Saturday, February 7, 2009
If I Met God (or Jesus) at Starbucks, Questions I Would Ask, Part II; Why is the Universe So Big?
I will comment that the book image that I used to introduce this topic is not about the same issue (asking God questions) and this is not a review of that book. However, from the reviews I've read of that book, it seems like a decent read. It seems to be more about how we as Christians can answer the questions of non-Christians.

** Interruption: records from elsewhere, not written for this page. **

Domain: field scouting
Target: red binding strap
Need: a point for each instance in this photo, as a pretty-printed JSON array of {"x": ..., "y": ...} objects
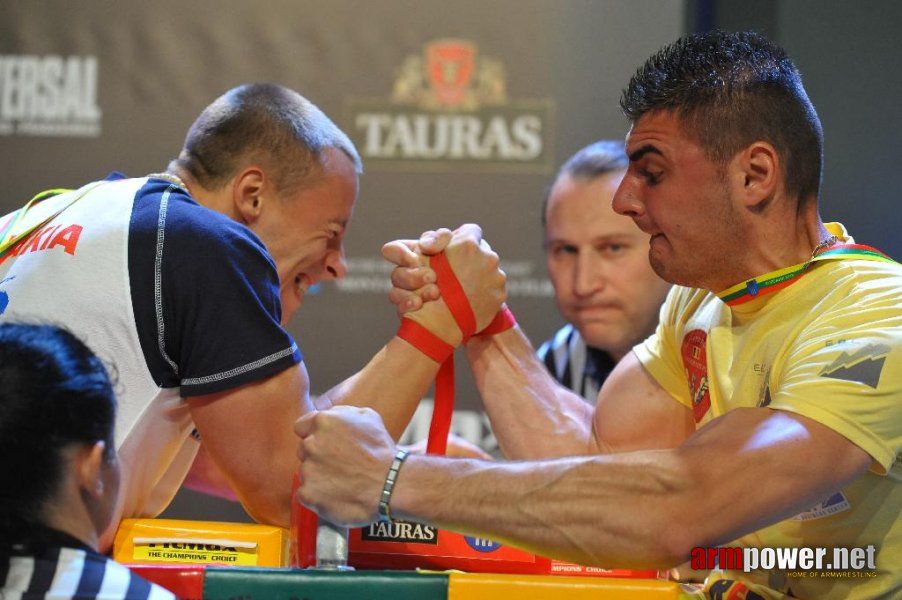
[
  {"x": 454, "y": 296},
  {"x": 425, "y": 341},
  {"x": 441, "y": 352}
]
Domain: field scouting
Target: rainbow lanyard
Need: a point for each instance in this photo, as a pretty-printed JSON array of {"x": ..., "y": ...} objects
[
  {"x": 777, "y": 280},
  {"x": 11, "y": 236}
]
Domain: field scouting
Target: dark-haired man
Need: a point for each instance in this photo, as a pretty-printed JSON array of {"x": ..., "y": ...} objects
[
  {"x": 763, "y": 413},
  {"x": 183, "y": 279},
  {"x": 597, "y": 262}
]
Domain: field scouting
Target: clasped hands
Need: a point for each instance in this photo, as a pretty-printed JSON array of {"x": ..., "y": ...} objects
[{"x": 345, "y": 452}]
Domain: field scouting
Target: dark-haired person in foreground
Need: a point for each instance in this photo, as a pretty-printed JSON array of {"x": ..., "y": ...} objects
[
  {"x": 59, "y": 470},
  {"x": 598, "y": 264},
  {"x": 183, "y": 280},
  {"x": 766, "y": 410}
]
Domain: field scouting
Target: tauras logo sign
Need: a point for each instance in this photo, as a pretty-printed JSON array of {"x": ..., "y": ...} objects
[
  {"x": 400, "y": 531},
  {"x": 49, "y": 96},
  {"x": 449, "y": 108}
]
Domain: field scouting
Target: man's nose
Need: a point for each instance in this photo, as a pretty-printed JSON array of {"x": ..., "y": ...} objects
[{"x": 336, "y": 264}]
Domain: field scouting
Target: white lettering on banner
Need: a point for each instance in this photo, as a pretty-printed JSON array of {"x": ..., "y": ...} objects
[
  {"x": 449, "y": 109},
  {"x": 451, "y": 137},
  {"x": 49, "y": 96}
]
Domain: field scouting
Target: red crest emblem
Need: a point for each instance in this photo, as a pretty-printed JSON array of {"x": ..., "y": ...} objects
[
  {"x": 695, "y": 362},
  {"x": 450, "y": 64}
]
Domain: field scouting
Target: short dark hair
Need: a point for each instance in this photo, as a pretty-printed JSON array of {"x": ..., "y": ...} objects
[
  {"x": 266, "y": 123},
  {"x": 54, "y": 393},
  {"x": 730, "y": 90},
  {"x": 597, "y": 159}
]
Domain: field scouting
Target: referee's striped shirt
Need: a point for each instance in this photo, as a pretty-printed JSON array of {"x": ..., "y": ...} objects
[
  {"x": 72, "y": 570},
  {"x": 576, "y": 366}
]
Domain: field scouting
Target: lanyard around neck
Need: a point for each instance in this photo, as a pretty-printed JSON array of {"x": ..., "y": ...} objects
[{"x": 781, "y": 278}]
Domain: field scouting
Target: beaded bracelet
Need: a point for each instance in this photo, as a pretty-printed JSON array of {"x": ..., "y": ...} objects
[{"x": 385, "y": 498}]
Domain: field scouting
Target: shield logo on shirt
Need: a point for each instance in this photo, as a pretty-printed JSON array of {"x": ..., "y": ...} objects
[{"x": 695, "y": 363}]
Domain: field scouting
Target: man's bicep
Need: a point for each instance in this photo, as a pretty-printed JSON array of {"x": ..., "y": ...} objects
[
  {"x": 635, "y": 413},
  {"x": 248, "y": 432}
]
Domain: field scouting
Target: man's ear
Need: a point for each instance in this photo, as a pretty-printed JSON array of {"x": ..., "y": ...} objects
[
  {"x": 758, "y": 175},
  {"x": 90, "y": 469},
  {"x": 247, "y": 193}
]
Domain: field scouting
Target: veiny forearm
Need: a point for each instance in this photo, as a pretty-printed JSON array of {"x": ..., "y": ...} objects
[
  {"x": 392, "y": 384},
  {"x": 531, "y": 414},
  {"x": 614, "y": 512}
]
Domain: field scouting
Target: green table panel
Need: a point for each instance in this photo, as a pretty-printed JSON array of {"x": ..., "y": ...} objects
[{"x": 309, "y": 584}]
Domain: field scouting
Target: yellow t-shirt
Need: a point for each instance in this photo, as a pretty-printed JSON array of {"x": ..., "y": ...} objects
[{"x": 829, "y": 347}]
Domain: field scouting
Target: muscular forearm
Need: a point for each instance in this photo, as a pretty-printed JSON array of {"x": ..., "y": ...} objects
[
  {"x": 392, "y": 384},
  {"x": 575, "y": 508},
  {"x": 532, "y": 416}
]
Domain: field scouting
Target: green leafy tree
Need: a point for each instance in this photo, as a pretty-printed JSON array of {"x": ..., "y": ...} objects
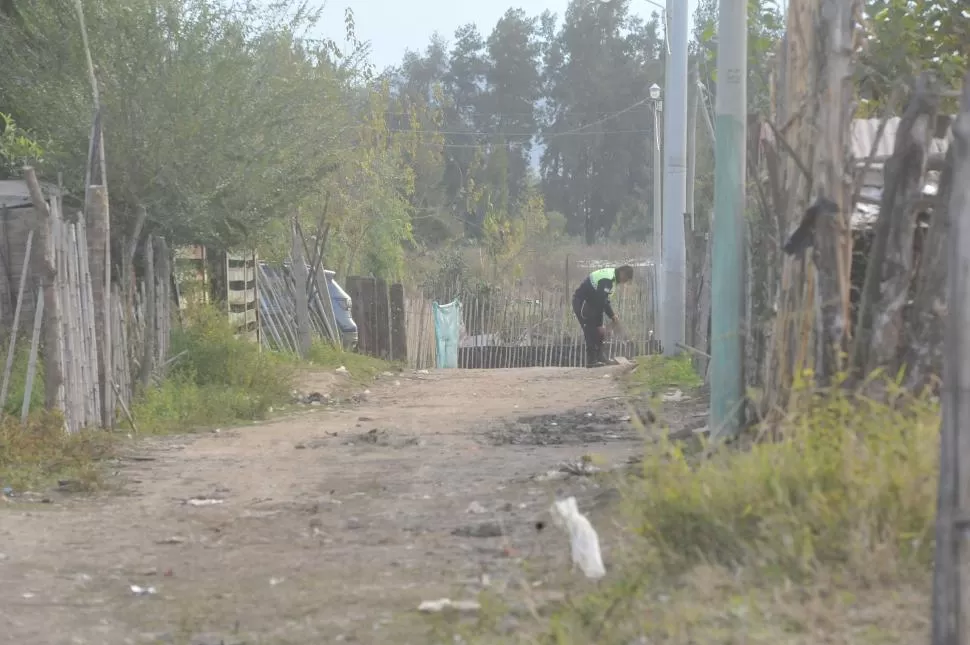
[
  {"x": 596, "y": 165},
  {"x": 217, "y": 118}
]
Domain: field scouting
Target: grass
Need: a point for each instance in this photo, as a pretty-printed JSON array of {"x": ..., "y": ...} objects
[
  {"x": 655, "y": 373},
  {"x": 218, "y": 380},
  {"x": 362, "y": 369},
  {"x": 40, "y": 453},
  {"x": 824, "y": 534}
]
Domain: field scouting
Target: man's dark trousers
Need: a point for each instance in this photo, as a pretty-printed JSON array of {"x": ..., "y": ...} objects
[{"x": 590, "y": 318}]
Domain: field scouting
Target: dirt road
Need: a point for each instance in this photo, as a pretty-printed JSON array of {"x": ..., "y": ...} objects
[{"x": 329, "y": 526}]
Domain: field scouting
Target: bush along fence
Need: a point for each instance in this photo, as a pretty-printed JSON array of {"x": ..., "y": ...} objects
[{"x": 91, "y": 339}]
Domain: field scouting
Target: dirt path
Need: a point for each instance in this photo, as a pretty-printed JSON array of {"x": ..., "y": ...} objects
[{"x": 332, "y": 524}]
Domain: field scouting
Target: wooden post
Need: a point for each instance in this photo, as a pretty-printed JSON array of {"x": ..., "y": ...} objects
[
  {"x": 32, "y": 360},
  {"x": 382, "y": 319},
  {"x": 15, "y": 329},
  {"x": 301, "y": 298},
  {"x": 889, "y": 270},
  {"x": 150, "y": 315},
  {"x": 53, "y": 369},
  {"x": 951, "y": 576},
  {"x": 366, "y": 326}
]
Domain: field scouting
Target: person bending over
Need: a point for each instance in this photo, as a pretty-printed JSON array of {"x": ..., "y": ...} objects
[{"x": 591, "y": 302}]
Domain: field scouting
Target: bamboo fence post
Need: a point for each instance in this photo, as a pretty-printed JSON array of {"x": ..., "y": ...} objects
[
  {"x": 8, "y": 366},
  {"x": 951, "y": 600},
  {"x": 32, "y": 361}
]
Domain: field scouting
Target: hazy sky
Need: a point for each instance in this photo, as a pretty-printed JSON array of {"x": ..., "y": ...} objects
[{"x": 392, "y": 26}]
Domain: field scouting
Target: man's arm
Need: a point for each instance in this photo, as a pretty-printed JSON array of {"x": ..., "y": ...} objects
[{"x": 603, "y": 291}]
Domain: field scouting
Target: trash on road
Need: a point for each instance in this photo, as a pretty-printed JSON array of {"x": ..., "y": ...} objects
[
  {"x": 435, "y": 606},
  {"x": 584, "y": 542},
  {"x": 203, "y": 501},
  {"x": 582, "y": 467},
  {"x": 674, "y": 397},
  {"x": 483, "y": 530}
]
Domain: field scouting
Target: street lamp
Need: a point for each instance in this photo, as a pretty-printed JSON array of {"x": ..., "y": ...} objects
[{"x": 655, "y": 93}]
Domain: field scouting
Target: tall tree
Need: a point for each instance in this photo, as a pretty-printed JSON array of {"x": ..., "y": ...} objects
[
  {"x": 595, "y": 166},
  {"x": 514, "y": 88}
]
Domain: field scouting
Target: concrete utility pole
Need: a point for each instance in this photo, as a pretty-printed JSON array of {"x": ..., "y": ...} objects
[
  {"x": 655, "y": 93},
  {"x": 727, "y": 280},
  {"x": 675, "y": 179}
]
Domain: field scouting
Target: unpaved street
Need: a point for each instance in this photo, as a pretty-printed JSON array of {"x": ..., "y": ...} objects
[{"x": 332, "y": 524}]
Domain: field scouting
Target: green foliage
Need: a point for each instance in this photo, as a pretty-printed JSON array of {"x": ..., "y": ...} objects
[
  {"x": 825, "y": 531},
  {"x": 17, "y": 147},
  {"x": 654, "y": 373},
  {"x": 219, "y": 379},
  {"x": 18, "y": 380},
  {"x": 216, "y": 118},
  {"x": 849, "y": 478},
  {"x": 363, "y": 369},
  {"x": 41, "y": 452},
  {"x": 909, "y": 37}
]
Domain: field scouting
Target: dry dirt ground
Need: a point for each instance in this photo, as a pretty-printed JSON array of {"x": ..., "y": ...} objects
[{"x": 330, "y": 526}]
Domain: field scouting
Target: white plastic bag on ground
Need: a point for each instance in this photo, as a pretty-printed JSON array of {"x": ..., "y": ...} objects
[{"x": 584, "y": 542}]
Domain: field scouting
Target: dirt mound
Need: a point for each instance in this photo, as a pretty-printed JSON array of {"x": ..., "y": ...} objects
[{"x": 609, "y": 422}]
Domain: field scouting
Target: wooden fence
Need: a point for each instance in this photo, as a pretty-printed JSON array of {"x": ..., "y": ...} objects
[
  {"x": 511, "y": 330},
  {"x": 99, "y": 339}
]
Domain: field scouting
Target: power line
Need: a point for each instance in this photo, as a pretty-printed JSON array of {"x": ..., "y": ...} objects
[{"x": 540, "y": 135}]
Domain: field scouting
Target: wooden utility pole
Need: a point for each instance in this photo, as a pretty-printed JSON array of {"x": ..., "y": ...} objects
[{"x": 951, "y": 576}]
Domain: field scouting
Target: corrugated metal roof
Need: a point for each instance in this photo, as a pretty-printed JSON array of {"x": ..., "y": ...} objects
[{"x": 864, "y": 134}]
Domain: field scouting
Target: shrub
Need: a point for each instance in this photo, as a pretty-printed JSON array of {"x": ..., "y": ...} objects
[
  {"x": 35, "y": 454},
  {"x": 216, "y": 379}
]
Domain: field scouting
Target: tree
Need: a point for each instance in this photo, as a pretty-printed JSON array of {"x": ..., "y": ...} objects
[
  {"x": 217, "y": 119},
  {"x": 908, "y": 37},
  {"x": 514, "y": 88},
  {"x": 596, "y": 164}
]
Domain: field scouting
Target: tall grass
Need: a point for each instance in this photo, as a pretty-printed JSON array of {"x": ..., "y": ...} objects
[
  {"x": 824, "y": 534},
  {"x": 217, "y": 379}
]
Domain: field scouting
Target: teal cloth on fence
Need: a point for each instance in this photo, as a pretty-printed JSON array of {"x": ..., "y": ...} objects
[{"x": 447, "y": 323}]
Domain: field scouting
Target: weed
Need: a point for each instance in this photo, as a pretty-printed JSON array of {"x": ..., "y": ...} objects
[
  {"x": 825, "y": 534},
  {"x": 217, "y": 379},
  {"x": 41, "y": 452},
  {"x": 362, "y": 368},
  {"x": 18, "y": 379},
  {"x": 655, "y": 373}
]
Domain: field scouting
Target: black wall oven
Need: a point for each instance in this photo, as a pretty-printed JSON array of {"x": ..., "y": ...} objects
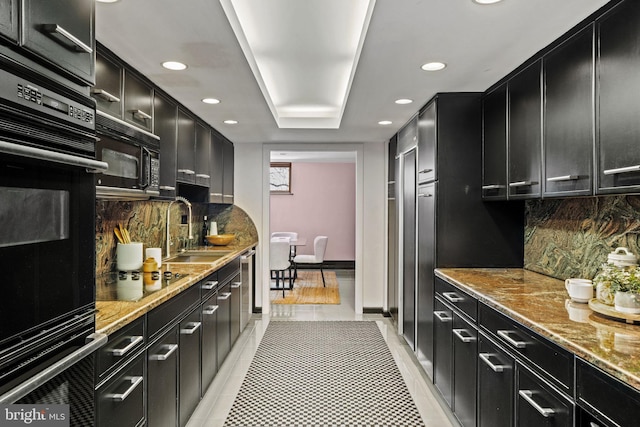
[{"x": 47, "y": 246}]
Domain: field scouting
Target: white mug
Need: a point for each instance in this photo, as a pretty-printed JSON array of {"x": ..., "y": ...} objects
[{"x": 580, "y": 290}]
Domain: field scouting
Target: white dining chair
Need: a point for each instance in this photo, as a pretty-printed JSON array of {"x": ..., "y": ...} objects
[{"x": 319, "y": 248}]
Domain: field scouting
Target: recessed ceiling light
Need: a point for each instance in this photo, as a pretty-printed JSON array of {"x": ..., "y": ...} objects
[
  {"x": 211, "y": 101},
  {"x": 173, "y": 65},
  {"x": 433, "y": 66}
]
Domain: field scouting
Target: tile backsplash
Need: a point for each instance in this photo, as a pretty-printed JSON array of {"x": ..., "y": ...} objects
[{"x": 572, "y": 237}]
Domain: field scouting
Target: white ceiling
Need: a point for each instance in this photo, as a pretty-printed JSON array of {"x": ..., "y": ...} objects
[{"x": 479, "y": 44}]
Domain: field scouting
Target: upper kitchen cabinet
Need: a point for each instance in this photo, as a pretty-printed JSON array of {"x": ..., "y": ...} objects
[
  {"x": 494, "y": 145},
  {"x": 568, "y": 117},
  {"x": 108, "y": 89},
  {"x": 62, "y": 33},
  {"x": 525, "y": 133},
  {"x": 165, "y": 126},
  {"x": 618, "y": 109},
  {"x": 9, "y": 20},
  {"x": 138, "y": 101},
  {"x": 427, "y": 147}
]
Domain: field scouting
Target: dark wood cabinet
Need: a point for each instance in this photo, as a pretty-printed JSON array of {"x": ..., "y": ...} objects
[
  {"x": 525, "y": 133},
  {"x": 569, "y": 117},
  {"x": 427, "y": 147},
  {"x": 494, "y": 145},
  {"x": 63, "y": 34},
  {"x": 618, "y": 109}
]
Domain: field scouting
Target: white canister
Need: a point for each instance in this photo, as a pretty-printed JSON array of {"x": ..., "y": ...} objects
[{"x": 129, "y": 256}]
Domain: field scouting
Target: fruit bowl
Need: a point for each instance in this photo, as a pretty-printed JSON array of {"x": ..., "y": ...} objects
[{"x": 220, "y": 239}]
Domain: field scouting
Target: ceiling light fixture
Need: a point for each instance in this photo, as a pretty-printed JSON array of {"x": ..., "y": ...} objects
[
  {"x": 174, "y": 65},
  {"x": 433, "y": 66},
  {"x": 211, "y": 101}
]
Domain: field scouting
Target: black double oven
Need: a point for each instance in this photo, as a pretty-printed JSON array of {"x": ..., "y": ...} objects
[{"x": 47, "y": 243}]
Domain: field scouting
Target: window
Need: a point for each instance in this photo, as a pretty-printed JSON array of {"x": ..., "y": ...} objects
[{"x": 280, "y": 178}]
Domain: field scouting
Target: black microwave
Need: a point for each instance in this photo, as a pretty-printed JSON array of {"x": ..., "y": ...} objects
[{"x": 133, "y": 156}]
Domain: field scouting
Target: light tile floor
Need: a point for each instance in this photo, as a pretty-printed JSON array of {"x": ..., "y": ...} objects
[{"x": 215, "y": 405}]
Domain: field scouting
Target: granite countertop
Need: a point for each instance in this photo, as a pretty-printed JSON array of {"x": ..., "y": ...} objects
[
  {"x": 542, "y": 304},
  {"x": 113, "y": 315}
]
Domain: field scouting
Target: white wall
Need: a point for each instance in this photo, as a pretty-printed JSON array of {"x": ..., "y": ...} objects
[{"x": 251, "y": 194}]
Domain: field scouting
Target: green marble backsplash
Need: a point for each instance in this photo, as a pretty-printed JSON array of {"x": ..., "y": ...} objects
[{"x": 572, "y": 237}]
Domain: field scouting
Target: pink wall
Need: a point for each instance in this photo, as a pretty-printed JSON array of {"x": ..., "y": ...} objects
[{"x": 323, "y": 203}]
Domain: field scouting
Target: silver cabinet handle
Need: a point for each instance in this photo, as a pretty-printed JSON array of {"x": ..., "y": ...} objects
[
  {"x": 140, "y": 115},
  {"x": 464, "y": 338},
  {"x": 563, "y": 178},
  {"x": 442, "y": 316},
  {"x": 209, "y": 310},
  {"x": 522, "y": 184},
  {"x": 626, "y": 169},
  {"x": 485, "y": 358},
  {"x": 209, "y": 285},
  {"x": 517, "y": 344},
  {"x": 101, "y": 93},
  {"x": 528, "y": 396},
  {"x": 135, "y": 340},
  {"x": 79, "y": 44},
  {"x": 452, "y": 296},
  {"x": 190, "y": 331},
  {"x": 171, "y": 348},
  {"x": 120, "y": 397}
]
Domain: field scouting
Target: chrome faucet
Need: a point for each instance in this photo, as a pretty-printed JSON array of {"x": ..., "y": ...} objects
[{"x": 186, "y": 202}]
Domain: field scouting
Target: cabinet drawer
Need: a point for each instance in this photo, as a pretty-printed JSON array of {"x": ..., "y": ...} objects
[
  {"x": 554, "y": 362},
  {"x": 606, "y": 397},
  {"x": 172, "y": 310},
  {"x": 121, "y": 345},
  {"x": 457, "y": 298}
]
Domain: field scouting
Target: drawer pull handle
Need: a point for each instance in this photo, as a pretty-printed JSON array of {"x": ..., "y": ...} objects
[
  {"x": 528, "y": 396},
  {"x": 516, "y": 344},
  {"x": 120, "y": 397},
  {"x": 191, "y": 330},
  {"x": 627, "y": 169},
  {"x": 134, "y": 340},
  {"x": 79, "y": 45},
  {"x": 210, "y": 309},
  {"x": 464, "y": 338},
  {"x": 210, "y": 284},
  {"x": 452, "y": 296},
  {"x": 171, "y": 348},
  {"x": 442, "y": 316},
  {"x": 485, "y": 358},
  {"x": 563, "y": 178}
]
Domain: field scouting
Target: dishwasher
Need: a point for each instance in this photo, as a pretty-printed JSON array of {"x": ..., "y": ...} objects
[{"x": 247, "y": 265}]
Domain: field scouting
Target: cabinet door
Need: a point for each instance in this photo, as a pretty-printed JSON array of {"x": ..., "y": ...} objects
[
  {"x": 186, "y": 148},
  {"x": 494, "y": 145},
  {"x": 62, "y": 32},
  {"x": 138, "y": 100},
  {"x": 568, "y": 117},
  {"x": 465, "y": 354},
  {"x": 190, "y": 330},
  {"x": 443, "y": 351},
  {"x": 427, "y": 143},
  {"x": 525, "y": 111},
  {"x": 203, "y": 154},
  {"x": 618, "y": 110},
  {"x": 165, "y": 126},
  {"x": 426, "y": 264},
  {"x": 162, "y": 380},
  {"x": 108, "y": 89},
  {"x": 496, "y": 372}
]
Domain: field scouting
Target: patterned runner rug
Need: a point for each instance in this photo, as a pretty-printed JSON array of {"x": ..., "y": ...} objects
[{"x": 332, "y": 373}]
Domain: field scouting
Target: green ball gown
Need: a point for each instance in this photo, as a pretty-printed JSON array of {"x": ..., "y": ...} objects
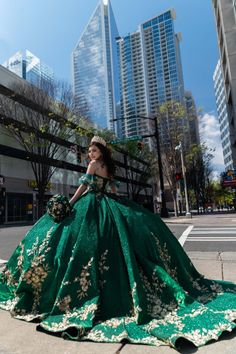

Again I must clarify my attitude in asking questions. There is a difference between “questioning” (with judgments attached) and asking honest questions, with a desire to know the answer. For example, I may question my son by asking (in a loud voice). “What were you doing driving 80 MPH in a 55 MPH zone?” Do I really want to know the answer or am I expressing a judgment or frustration about the situation? I think the later. However, I may ask my wife, in a calm voice, “Why did you go into town today?” I’m asking because I don’t know the answer and I am curios . . . did she go to get more milk, or did she have a doctor’s appointment? I’m making no judgments about her intent.
I have no shame in being curious. We are all chips off the old block, and God Himself being the block. God is creative, curious and wants truth.
Now to my next group of questions under the main question:
Question Two: Why did you make the universe the way it is?
1) Why is the known universe at least 13-14 billion light years across? I mean, that is so huge that we can not get our minds around it. I’ve spent 16 hours flying at 500 mph to reach Asia. I can not comprehend traveling 185,000 miles per second and still taking me 14 billion years to cross the universe. It seems it would be much simpler if the universe was only our solar system. So what is the meaning behind such a huge place? What is the meaning behind there being not just thousands of suns, or ten thousands of suns . . . but billions of galaxies, each with billions of suns.
My limited mind would think that the universe is so big to either, a) show us how big God is, or b) God has many other people spread around the universe whom He loves and is redeeming, c) the universe is really not that big, but in another dimensional (outside our three dimensions) view, would fit in the palm of your hand. There may be other possibilities that I haven’t even thought about.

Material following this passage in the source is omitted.